同意を求めているもののひとつが、ユニクロが2015年に発売した「シームレスダウン」だ。軽くて暖かい上に、縫い目が少ないため羽毛がふき出さず、雨もしみこみにくいのがセールスポイントだ。同様のダウンは他社が既に売り出していたが、ユニクロは1万円台と手頃な価格で人気を集めている。だが、同社によると、圧着に使われるポリウレタン樹脂は、空気中の水分や紫外線などと反応して、経年劣化が避けられない。新品のまま保管しても3年ほどで、剝離やべたつきなどの問題が生じるため、ラベルにも明記してきた。

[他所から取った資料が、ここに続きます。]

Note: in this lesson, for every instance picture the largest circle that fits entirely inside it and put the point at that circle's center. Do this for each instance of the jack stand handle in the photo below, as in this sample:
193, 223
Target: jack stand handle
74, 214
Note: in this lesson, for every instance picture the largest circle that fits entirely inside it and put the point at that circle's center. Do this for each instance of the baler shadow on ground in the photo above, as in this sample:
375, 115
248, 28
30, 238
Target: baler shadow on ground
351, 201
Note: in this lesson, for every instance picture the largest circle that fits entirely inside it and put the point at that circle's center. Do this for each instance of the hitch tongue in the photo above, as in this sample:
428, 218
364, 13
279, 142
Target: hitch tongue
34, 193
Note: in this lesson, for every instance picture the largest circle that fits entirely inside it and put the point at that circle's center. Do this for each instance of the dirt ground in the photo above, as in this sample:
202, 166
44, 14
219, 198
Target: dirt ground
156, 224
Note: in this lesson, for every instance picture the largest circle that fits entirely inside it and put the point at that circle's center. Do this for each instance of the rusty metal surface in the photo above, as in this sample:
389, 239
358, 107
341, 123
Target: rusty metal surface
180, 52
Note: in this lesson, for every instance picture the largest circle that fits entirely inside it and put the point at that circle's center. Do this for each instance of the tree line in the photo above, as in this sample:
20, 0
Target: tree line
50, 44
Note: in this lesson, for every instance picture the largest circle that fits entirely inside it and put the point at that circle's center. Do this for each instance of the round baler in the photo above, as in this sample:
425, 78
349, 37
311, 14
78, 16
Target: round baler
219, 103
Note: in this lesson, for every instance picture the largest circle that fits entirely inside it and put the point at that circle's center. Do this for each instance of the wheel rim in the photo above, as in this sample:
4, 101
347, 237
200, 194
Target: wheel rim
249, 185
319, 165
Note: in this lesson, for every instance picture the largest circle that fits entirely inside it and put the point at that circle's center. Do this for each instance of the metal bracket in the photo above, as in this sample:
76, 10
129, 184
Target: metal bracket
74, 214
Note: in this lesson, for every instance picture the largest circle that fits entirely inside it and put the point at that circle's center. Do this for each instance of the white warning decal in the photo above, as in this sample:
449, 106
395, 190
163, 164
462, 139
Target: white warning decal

クリーニング業界紙「全ドラ」編集長の中沢孝治さん(47)は、「圧着式のダウンは他にもあるが、ユニクロが販売を始めたことで消費者に一気に広がった。劣化することはあまり知られておらず、しかも接着のはがれがはっきり現れるのは洗う時。クリーニング業者にとっては時限爆弾を抱えるようなものだ」と話す。
ユニクロによると、シームレスダウンの購入客から、同社に「クリーニングを断られた」などの問い合わせが多数寄せられるようになったのは2017年ごろから。ユニクロは「手洗いで自然乾燥」を求める洗濯表示をしていたが、業者の負担が大きく、剝離トラブルのリスクもあり、一部の店舗で拒否されるようになったという。
このため同社は昨年、機械でのまとめ洗い・低温乾燥を繰り返してもそれ自体では剝離しないことを実験で確認。8月以降は複数のクリーニング団体を訪れ、こうした洗い方で剝離した場合、3シーズン以内なら、クリーニング店に返金や交換するとの補償条件を示し、書面で配ったという。
同社は今回、朝日新聞の取材に「検証を行い、クリーニング店でのまとめ洗いが可能であることが分かった。クリーニング店様及びお客様対応において引き続きご協力させて頂きます」とコメント。担当者は「説明すれば、拒否していた店も受け入れてもらえるようになった。表示にも反映したい」と話す。